A malnutrition treatment center in Kabul has fallen silent as U.S. aid cuts force a shutdown, leaving children without care and staff without jobs after Washington, once Afghanistan's top donor, froze all foreign assistance.
Entirely funded by Washington, the project had to shut down when the United States, until recently the largest aid donor in Afghanistan, froze all foreign assistance.
Cobi Rietveld, country director for the non-governmental organisation Action Against Hunger (ACF), which manages the clinic in the west of Kabul, said the many children who would have come to the center wouldn't be treated now.
"If they don't get treatment, there's an extremely high risk of dying," she told AFP.
Without new funding, the stuffed animals, toys and baby bottles were put away and the pharmacy locked when the last patient left in March.
"When malnourished patients come to our clinic, it's a big challenge for our staff to explain the situation to them and to tell them that they need to go elsewhere for proper treatment," said Chief Doctor Farid Ahmad Barakzai.
After four decades of war and crises, Afghanistan faces the second-largest humanitarian crisis in the world, behind war-torn Sudan, according to the U.N.
On average, 65 children suffering from severe acute malnutrition with complications were treated at the clinic every month.
They stay there for several days with their mothers, not only to be fed but to prevent them from spiralling into illness.
"Every infection a child can get, a malnourished child will get as well, with an increased risk of dying," said Rietveld.
Rietveld added that finishing their last days of work is "painful" for the staff because "they have to send them somewhere else where they don't have the same specialized treatment."
Child malnutrition in Afghanistan, where 45% of the population is under 14, is one of the most significant challenges because it affects entire generations in the long term.
Some 3.5 million children under the age of five suffer from acute malnutrition and the country has one of the highest rates of stunting in the world, according to the U.N.

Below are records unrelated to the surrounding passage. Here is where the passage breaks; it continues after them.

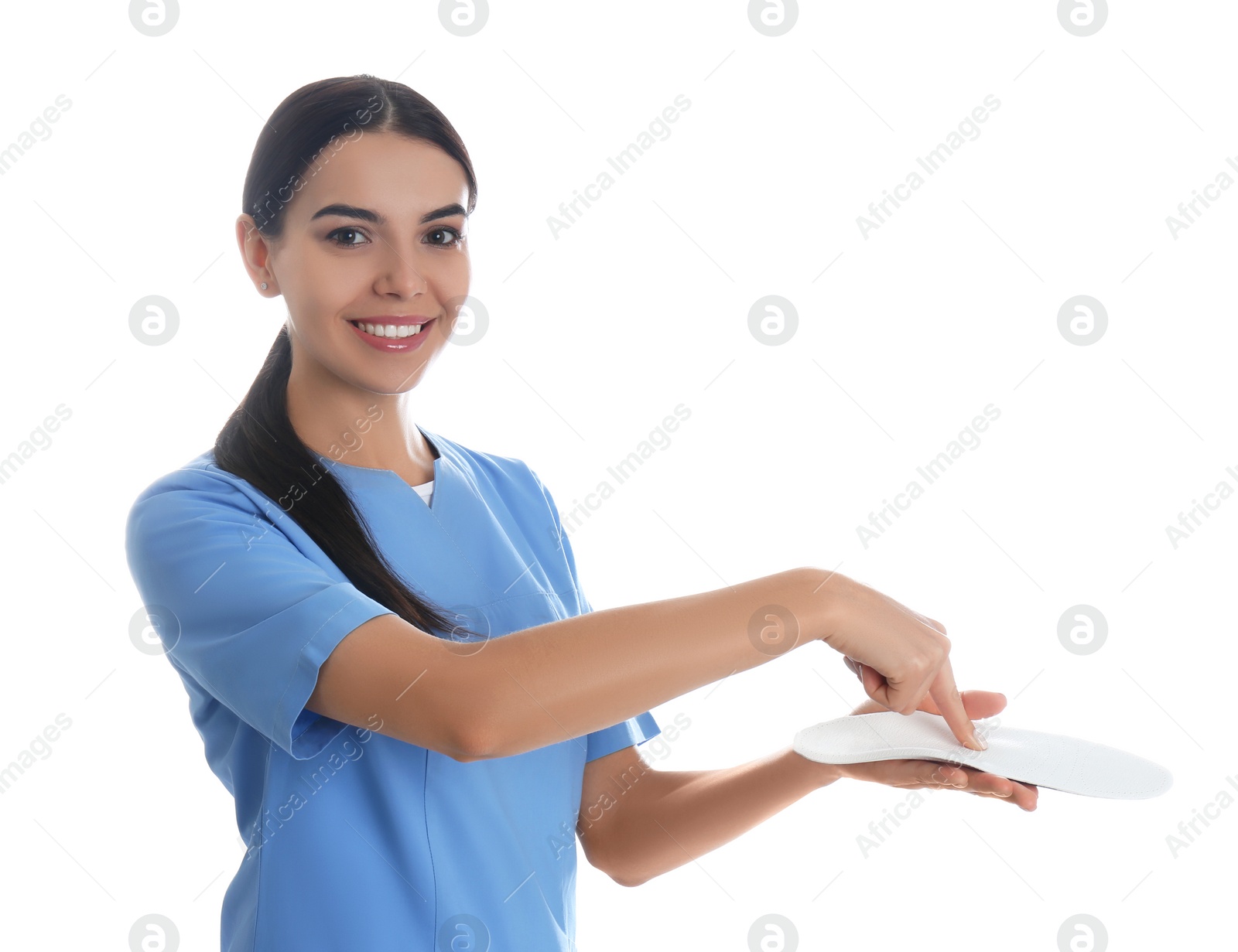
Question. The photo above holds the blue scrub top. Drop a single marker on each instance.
(358, 841)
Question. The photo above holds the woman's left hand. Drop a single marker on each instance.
(919, 774)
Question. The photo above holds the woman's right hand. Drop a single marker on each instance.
(901, 654)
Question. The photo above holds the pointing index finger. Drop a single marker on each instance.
(950, 704)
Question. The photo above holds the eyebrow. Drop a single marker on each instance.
(365, 214)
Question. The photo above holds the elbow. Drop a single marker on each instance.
(474, 739)
(627, 880)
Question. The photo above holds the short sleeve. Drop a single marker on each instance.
(633, 731)
(241, 608)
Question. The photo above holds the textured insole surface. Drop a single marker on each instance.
(1031, 756)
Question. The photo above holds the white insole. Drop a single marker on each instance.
(1031, 756)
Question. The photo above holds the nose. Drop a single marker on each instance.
(399, 274)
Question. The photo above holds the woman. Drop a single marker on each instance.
(388, 654)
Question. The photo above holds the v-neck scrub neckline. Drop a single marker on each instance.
(435, 480)
(353, 838)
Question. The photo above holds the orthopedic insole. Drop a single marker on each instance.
(1031, 756)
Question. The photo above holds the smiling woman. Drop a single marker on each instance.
(427, 593)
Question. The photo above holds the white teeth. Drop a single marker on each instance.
(389, 329)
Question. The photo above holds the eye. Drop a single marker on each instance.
(348, 229)
(457, 238)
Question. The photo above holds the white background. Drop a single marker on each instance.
(903, 337)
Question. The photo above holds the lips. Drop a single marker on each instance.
(392, 333)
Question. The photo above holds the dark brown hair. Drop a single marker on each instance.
(258, 442)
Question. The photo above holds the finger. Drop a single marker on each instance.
(950, 706)
(984, 784)
(977, 704)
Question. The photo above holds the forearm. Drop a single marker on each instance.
(579, 675)
(669, 818)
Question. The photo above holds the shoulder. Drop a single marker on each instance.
(197, 492)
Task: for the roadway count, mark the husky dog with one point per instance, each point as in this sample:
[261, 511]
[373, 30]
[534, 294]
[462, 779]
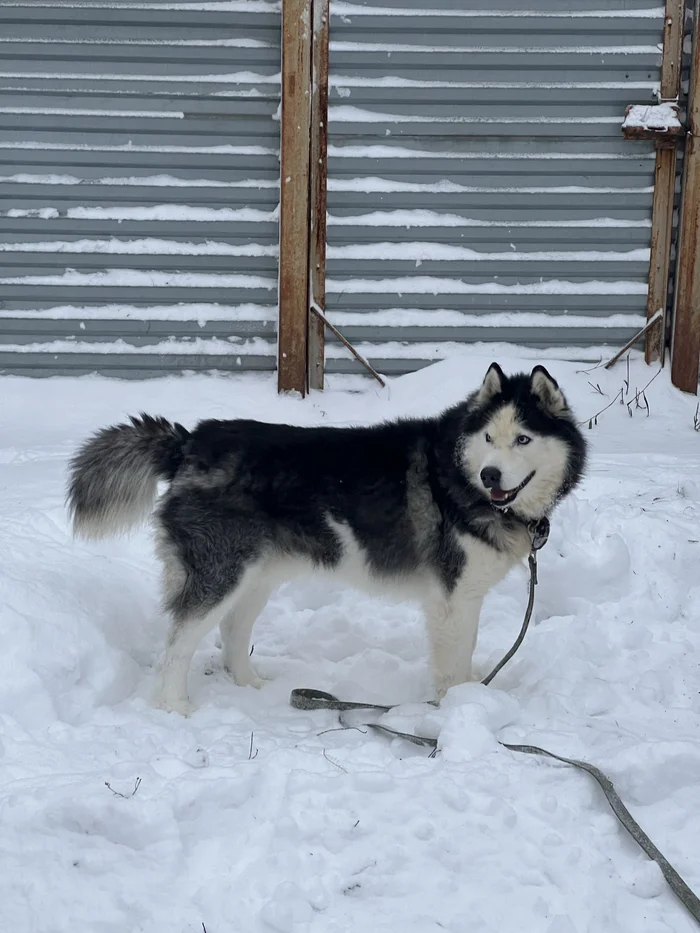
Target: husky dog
[434, 509]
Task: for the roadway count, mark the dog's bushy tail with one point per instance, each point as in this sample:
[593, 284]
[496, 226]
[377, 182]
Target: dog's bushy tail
[114, 476]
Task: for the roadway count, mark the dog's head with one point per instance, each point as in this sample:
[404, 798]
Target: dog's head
[521, 448]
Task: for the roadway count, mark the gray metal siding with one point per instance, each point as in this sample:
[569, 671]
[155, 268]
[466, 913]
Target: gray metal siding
[139, 186]
[479, 187]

Adults are also affected: 15 million Afghans are currently food insecure, including 3.1 million who are already on the brink of famine.
Last week, the World Food Programme said the United States had ended funding for its work in Afghanistan, having gone back on cuts to other countries.
"This is a country that's been through so many shocks," the World Health Organization representative in Afghanistan, Edwin Ceniza Salvador, told AFP.
"So with a fragile system, even basic care of screening, those are even not there," he said, underscoring that "of course, the most vulnerable are the most affected."
The funding crisis has also led to numerous layoffs in the humanitarian sector, in a country where the unemployment rate reached 12.2% in 2024, according to the World Bank.
Since the U.S. cuts, ACF has had to lay off around 150 of its 900 staff.
"I have crying people in my office," said Rietveld. "We listen, we offer support, but we can't get them a job."
Hit hardest by the layoffs were women, who made up the majority of the 40 staff at ACF's child nutrition centre and who face severe restrictions imposed by the Taliban authorities since their return to power in 2021.
They can no longer work in many sectors and are not allowed to study beyond primary school, unless they enrol in a religious school, leading the U.N. to label the system as "gender apartheid."
"For many of us, the only place we could work was in this health center," said 27-year-old nurse Wazhma Noorzai. "Now, we are losing even that."
To recover after the loss of U.S. funding, which made up 30% of the ACF's local budget, the organization is "in the process of writing proposals" and "discussing with donors," Rietveld said.
"But I don't think other donors can cover the gap."